With home prices rising but wage growth at a standstill for the past few years, saving up a down payment for a home has become seemingly impossible for many.
The best case scenario is to save up a 20% down payment. Doing so will earn you the best loan terms. The problem is, because wages are not rising but the cost of living is, that could take an average buyer 15 or 20 years to do, so it’s really not an option for a lot of folks.
The good news is that first timers, defined as anyone who hasn’t owned a home in the past three years, can buy a home for as little as 3% down payment through FHA, Fannie or Freddie, but you will need to pay mortgage insurance, which of course adds to your monthly housing cost (That’s insurance provided to the lender for taking the risk of loaning you money with such a small down payment which most folks agree increases the chances that you will default).
But even 3%, plus closing costs, moving costs, and maybe even some repairs that have to be made right away, can be a tough nut to crack. As a result, even though fort time buyers have historically been about 40% of the market, during the past few years, about a quarter of those buyers are “MIA.”

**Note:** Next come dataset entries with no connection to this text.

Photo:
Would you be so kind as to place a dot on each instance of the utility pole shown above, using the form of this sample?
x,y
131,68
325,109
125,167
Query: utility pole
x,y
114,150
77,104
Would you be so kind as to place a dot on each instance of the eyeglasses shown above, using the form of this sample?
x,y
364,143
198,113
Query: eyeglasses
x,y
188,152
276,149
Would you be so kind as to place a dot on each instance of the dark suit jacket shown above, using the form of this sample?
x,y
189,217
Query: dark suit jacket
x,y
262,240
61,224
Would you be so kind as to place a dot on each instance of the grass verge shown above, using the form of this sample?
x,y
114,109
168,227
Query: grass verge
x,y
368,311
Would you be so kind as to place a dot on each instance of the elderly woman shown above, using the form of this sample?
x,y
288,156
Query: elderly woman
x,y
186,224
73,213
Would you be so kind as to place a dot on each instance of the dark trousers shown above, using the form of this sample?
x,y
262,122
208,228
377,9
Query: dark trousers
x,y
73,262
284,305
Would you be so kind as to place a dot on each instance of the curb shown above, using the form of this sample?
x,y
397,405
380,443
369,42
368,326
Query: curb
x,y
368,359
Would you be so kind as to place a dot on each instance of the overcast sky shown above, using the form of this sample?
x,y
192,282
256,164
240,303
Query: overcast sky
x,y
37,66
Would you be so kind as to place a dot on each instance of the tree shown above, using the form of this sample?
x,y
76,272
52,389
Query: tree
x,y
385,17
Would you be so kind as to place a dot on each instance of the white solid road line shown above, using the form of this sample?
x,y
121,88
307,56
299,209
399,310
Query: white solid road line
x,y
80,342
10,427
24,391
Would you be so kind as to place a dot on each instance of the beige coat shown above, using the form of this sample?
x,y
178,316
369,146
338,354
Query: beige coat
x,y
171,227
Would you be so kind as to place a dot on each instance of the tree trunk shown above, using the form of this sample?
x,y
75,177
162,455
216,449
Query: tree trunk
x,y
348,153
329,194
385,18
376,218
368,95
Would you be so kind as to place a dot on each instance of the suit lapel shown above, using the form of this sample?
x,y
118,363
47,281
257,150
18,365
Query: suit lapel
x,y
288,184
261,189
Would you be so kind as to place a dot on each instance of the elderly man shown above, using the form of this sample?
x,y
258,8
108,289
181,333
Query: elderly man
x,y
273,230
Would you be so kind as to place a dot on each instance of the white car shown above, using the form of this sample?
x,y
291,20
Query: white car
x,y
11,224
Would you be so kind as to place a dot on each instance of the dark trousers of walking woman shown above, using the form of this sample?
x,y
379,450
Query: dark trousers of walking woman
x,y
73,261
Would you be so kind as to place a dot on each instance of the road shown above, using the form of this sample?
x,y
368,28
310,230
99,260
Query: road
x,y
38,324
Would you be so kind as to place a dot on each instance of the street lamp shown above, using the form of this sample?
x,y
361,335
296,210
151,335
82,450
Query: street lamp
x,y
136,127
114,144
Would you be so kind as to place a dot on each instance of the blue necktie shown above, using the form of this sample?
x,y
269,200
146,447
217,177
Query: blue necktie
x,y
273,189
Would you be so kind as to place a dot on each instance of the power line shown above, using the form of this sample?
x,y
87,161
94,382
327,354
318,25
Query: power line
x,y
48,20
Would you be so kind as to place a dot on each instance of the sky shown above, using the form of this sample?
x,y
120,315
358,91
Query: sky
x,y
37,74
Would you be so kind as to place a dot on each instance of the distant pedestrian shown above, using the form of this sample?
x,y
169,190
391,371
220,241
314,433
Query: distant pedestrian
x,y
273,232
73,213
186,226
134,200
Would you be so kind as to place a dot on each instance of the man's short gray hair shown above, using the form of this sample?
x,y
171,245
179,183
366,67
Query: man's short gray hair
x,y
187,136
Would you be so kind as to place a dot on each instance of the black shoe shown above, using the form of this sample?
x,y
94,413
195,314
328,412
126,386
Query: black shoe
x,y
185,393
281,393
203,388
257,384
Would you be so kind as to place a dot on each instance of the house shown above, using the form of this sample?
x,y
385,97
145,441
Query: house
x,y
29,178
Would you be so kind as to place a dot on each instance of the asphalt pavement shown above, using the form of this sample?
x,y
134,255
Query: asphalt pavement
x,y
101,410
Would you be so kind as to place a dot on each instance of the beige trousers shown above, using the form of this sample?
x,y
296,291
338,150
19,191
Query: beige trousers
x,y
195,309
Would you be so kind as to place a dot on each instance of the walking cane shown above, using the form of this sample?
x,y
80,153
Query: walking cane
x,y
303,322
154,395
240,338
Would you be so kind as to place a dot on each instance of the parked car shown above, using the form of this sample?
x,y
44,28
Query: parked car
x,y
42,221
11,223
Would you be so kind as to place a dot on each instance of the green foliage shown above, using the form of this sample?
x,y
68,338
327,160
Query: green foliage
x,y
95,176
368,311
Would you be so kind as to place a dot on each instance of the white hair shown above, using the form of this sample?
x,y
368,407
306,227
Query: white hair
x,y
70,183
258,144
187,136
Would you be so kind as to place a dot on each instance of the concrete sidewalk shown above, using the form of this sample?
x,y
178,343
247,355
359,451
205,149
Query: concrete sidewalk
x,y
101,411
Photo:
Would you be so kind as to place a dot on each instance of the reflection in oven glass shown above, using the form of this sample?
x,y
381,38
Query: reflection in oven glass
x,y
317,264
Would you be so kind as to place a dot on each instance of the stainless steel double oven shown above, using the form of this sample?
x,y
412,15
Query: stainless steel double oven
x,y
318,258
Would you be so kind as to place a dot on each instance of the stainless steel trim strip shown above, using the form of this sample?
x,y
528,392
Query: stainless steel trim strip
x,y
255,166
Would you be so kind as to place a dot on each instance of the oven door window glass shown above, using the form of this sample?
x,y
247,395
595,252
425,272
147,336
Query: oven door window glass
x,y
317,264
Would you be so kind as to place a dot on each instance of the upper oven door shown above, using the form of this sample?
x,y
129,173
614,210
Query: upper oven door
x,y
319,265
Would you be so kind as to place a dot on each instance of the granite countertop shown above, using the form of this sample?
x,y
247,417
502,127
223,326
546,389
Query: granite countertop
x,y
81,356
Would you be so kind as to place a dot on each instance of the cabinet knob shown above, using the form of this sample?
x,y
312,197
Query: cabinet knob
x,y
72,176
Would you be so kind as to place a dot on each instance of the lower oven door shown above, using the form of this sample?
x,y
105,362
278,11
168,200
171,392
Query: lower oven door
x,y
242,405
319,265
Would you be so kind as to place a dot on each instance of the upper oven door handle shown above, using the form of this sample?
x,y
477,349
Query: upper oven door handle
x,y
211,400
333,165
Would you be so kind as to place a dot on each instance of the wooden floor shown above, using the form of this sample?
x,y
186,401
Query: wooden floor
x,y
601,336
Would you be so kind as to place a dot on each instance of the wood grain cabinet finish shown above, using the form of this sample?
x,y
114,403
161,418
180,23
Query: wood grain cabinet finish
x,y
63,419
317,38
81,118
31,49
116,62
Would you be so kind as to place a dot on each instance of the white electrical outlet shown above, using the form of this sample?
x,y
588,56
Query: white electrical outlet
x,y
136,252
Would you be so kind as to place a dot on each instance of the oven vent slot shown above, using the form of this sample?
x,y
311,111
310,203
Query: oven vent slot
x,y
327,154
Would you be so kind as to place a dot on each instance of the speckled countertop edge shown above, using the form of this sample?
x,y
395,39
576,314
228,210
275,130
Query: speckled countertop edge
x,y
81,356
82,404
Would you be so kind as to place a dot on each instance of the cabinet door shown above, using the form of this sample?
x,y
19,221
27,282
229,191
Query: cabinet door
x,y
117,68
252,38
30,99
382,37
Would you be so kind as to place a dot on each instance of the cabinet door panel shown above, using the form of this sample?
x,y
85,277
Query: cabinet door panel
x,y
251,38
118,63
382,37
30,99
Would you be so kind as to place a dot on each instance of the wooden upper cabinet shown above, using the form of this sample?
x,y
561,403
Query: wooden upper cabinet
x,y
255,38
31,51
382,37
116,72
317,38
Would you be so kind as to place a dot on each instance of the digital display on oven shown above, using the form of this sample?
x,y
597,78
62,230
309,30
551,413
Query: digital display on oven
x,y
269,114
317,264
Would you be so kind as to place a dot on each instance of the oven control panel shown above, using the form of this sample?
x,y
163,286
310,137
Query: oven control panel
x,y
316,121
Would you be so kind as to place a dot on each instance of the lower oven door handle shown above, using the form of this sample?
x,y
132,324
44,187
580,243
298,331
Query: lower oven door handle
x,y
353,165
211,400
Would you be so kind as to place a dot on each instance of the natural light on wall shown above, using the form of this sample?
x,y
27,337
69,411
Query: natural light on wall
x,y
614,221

There are four basic approaches to saving up that money:
- The first involves looking for places you can find it by cutting back on other expenses. For example, one young woman who emailed me got together with her two closest friends and cut their eating out nights to once a month. The other nights they ate in each other's homes. After six months, each of them had saved enough money for a down payment. Most of us can save money on our insurance, cable or phone services and costs like that if we take the time to make it happen. Savings comes in little pieces for a lot of places.
- The second involves converting assets. That can be anything from liquidating some of the things you don’t really need or want by having a garage sale or selling them on E-Bay to converting retirement funds you’re allowed to use without penalty to buy a home.

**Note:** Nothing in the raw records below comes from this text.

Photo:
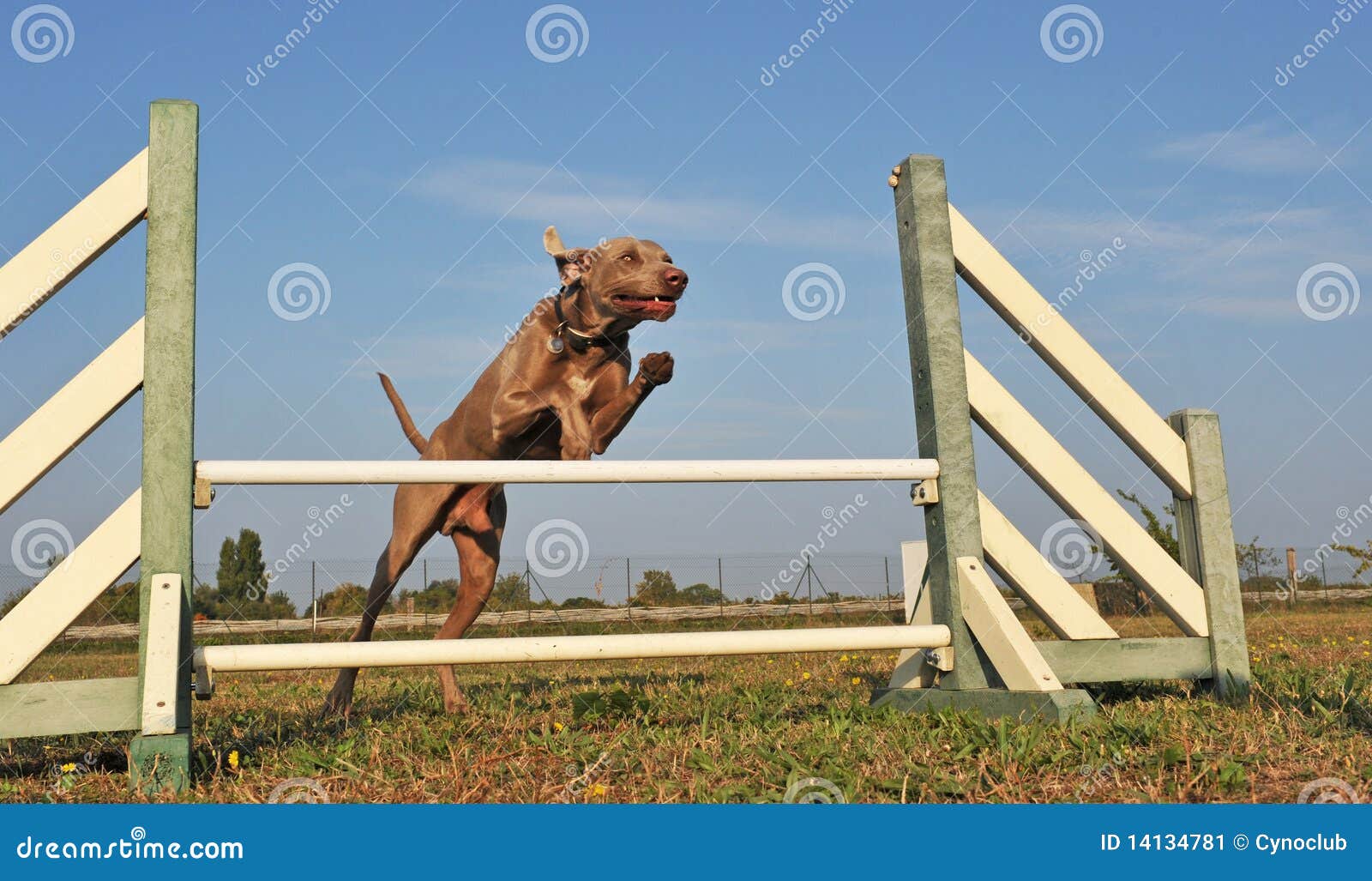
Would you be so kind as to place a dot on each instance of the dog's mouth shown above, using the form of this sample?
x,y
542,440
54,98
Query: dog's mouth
x,y
659,308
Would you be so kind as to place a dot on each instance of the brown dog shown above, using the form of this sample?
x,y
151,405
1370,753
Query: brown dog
x,y
560,389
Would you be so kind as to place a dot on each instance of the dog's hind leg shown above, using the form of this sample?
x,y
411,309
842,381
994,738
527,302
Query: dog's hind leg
x,y
418,504
479,558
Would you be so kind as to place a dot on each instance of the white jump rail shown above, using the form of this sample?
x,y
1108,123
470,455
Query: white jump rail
x,y
659,471
212,659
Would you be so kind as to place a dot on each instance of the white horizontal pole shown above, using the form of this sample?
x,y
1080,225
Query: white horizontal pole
x,y
658,471
434,652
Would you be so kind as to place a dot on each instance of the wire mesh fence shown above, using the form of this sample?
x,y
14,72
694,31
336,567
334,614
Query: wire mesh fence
x,y
329,593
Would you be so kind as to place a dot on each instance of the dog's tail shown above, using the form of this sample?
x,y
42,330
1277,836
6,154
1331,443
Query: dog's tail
x,y
406,423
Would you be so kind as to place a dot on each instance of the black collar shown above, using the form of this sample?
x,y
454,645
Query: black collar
x,y
580,342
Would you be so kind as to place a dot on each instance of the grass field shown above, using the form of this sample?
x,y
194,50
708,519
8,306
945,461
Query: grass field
x,y
744,729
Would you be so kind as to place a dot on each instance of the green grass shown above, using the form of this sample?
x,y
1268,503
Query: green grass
x,y
743,729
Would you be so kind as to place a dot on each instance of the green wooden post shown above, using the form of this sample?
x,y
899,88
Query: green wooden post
x,y
943,418
1205,535
164,761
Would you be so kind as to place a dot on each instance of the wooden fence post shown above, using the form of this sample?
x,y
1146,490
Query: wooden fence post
x,y
943,418
1205,540
164,761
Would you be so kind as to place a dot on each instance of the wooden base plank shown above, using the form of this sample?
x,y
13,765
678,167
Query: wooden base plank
x,y
1053,707
1128,661
50,709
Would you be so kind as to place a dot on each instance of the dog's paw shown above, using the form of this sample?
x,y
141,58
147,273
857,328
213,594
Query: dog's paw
x,y
658,366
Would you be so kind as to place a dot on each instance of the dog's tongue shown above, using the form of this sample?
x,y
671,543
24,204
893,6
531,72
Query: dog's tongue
x,y
660,309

- Then there’s identifying new sources of revenue. One young man recently told me he's a lawyer by day but took at part time job at a doggie day care on weekends. The extra income enabled him to save a down payment and he was able to fulfill his love of dogs without having to take on the cost and responsibility of owning one right now.
- Going to third parties is also a common solution. Over half of younger first time buyers ask family for help. But if your family can't help or you want to do it on your own, inquiring about state of local housing authority or similar down payment assistance for first time buyers is a growing option. There are literally thousands of programs like that which offer everything from; Below market interest rate loans; to Grants you repay when you sell or refinance; to Closing cost assistance. There are Realtors who are actually trained in some of these programs that can help you.
Clearly saving a down payment and buying a home is something that requires planning. Setting up a separate account so you are not tempted to dip into your down payment savings for other purposes and can easily monitor your progress is a big help. It’s also important to get a very clear picture of how much you can and want to spend on a home and how much you will need to save including the down payment and other costs. And if you plan to use any of the alternative source of funds besides your own savings, check to be sure that the source of funds for your down payment is approved by your lender.
Saving a down payment is difficult but it’s not impossible and it helps to establish some good financial habits and awareness that will be helpful once you own the home.